A Fluctuating Density Energy Model for RNA Nucleobase Interactions


A new potential termed the Fluctuating Density (FD) model is presented as an alternative to traditional fixed partial-charge force fields for describing RNA nucleobase interactions within a molecular mechanics framework. Instead of atom-centered point charges, we take inspiration from fluctuating charge models and use a site-centered density representation for electron distributions to account for charge penetration effects present in both frozen and polarizable electrostatic interactions. A parameterization procedure is established to fit the FD model against energy decomposition analysis (EDA) for density functional theory (DFT) computations of both hydrogen-bonded and stacked RNA base pairs. Additionally, the FD model's ability to replicate intermolecular interactions of NMR resolved base pairs from the RSCB Protein Data Bank, as well as a comparison against the CHARMM Drude oscillator and AMOEBA force fields, is also presented. We find that charge penetration effects, when used as a cornerstone for parameterization, have strong influences on the remaining force field energy terms such as polarization and charge transfer. Furthermore, the FD model is able to produce polarization energetic contributions from electron density changes of similar magnitude as predicted by DFT computations.


Supplementary material

Supporting Information: A Fluctuating Density Energy Model for RNA Nucleobase Interactions
In the supporting information, we provide details pertaining to the implementation of the DRESP charge fitting procedure and Connolly surface generation.
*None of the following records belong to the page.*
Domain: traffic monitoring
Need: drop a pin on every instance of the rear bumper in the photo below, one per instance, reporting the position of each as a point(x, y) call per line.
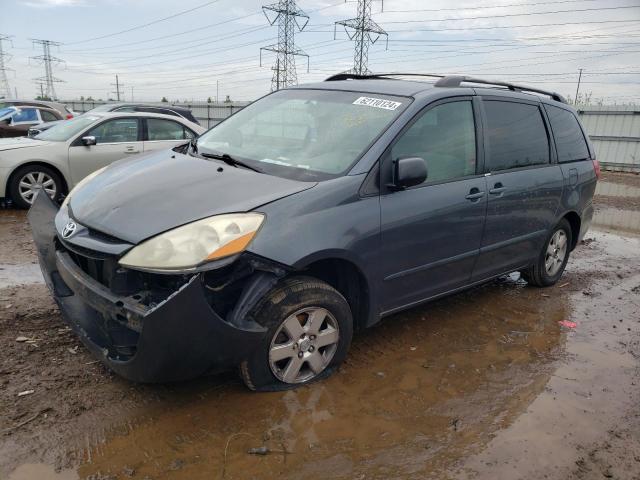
point(178, 338)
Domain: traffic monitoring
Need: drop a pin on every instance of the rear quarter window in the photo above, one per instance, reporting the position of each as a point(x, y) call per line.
point(516, 135)
point(570, 142)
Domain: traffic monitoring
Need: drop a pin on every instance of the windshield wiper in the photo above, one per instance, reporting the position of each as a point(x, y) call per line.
point(229, 160)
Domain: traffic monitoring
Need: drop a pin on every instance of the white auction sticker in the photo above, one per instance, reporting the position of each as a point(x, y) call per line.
point(377, 103)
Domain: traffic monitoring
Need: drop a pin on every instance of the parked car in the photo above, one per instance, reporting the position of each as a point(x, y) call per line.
point(59, 158)
point(15, 121)
point(125, 107)
point(63, 110)
point(311, 213)
point(149, 108)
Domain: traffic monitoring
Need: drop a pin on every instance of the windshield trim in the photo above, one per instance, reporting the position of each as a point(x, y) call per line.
point(323, 175)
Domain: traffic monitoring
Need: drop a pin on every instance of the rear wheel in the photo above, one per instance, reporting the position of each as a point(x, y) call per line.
point(26, 181)
point(552, 259)
point(309, 332)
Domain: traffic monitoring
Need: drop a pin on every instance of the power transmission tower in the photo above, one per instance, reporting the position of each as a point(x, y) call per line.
point(118, 86)
point(364, 31)
point(48, 62)
point(289, 17)
point(5, 90)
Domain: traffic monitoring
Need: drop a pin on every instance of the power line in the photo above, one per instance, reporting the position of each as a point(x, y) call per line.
point(507, 15)
point(364, 30)
point(288, 17)
point(48, 80)
point(144, 25)
point(5, 89)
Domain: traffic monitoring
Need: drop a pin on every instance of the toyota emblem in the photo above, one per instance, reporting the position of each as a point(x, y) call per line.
point(69, 229)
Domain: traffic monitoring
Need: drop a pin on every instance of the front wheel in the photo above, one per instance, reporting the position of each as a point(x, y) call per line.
point(309, 332)
point(552, 259)
point(26, 181)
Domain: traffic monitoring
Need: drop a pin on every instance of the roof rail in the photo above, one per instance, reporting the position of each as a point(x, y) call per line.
point(456, 80)
point(355, 76)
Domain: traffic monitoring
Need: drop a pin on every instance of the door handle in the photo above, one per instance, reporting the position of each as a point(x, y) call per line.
point(497, 189)
point(474, 195)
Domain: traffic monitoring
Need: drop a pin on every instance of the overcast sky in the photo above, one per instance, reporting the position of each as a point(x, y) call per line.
point(534, 42)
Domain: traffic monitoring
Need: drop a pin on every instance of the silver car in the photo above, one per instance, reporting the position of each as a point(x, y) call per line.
point(62, 156)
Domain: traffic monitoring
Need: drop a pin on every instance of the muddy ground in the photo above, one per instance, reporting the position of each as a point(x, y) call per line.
point(484, 384)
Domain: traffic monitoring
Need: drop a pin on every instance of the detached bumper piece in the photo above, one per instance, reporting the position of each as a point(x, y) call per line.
point(154, 336)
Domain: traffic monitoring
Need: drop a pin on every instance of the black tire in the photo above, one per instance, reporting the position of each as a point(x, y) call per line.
point(537, 274)
point(18, 175)
point(288, 297)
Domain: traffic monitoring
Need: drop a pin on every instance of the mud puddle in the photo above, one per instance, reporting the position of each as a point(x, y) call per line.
point(486, 384)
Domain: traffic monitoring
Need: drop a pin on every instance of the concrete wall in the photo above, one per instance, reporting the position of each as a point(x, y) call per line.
point(615, 134)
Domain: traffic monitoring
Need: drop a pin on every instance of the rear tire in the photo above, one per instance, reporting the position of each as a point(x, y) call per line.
point(310, 327)
point(25, 180)
point(553, 258)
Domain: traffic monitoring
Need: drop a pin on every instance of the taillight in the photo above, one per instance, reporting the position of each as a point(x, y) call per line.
point(596, 168)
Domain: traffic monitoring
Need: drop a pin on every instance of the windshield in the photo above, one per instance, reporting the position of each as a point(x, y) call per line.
point(63, 131)
point(304, 134)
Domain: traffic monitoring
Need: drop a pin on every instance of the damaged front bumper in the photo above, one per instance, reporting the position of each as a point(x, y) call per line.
point(176, 337)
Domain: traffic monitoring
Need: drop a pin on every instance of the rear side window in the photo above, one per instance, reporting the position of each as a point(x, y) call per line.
point(570, 141)
point(47, 116)
point(516, 135)
point(26, 115)
point(445, 138)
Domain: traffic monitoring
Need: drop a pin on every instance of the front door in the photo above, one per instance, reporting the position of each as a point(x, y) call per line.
point(524, 187)
point(431, 233)
point(116, 138)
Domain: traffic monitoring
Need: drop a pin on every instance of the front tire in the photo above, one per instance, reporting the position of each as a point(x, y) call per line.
point(310, 327)
point(552, 259)
point(28, 179)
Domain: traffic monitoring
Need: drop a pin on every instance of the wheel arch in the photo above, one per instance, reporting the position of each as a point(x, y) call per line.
point(12, 174)
point(575, 222)
point(347, 278)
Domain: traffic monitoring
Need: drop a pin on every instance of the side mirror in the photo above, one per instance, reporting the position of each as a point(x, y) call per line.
point(408, 172)
point(88, 141)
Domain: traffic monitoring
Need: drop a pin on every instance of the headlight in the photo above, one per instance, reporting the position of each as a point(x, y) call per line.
point(192, 245)
point(80, 184)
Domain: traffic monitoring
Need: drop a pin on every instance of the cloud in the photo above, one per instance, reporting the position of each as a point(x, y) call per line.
point(54, 3)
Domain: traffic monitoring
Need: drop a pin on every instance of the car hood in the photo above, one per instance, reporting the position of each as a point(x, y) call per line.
point(20, 142)
point(138, 198)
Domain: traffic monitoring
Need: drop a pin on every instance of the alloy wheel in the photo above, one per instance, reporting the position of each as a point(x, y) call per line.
point(32, 181)
point(556, 253)
point(304, 345)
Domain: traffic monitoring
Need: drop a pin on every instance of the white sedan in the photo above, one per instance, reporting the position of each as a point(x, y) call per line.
point(58, 158)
We also include additional approximations made in the AmberFD model and a list of all parameters determined by the fitting procedure. Additionally, we include a partitioned list of PDB IDs and residues used in the EDA comparison between force fields, as well as additional violin plots of this analysis for each of the aforementioned PDB query criteria. We also include a secondary example of density differences in AmberFD and DFT for a small duplex simulation in solvent using AmberFD derived forces.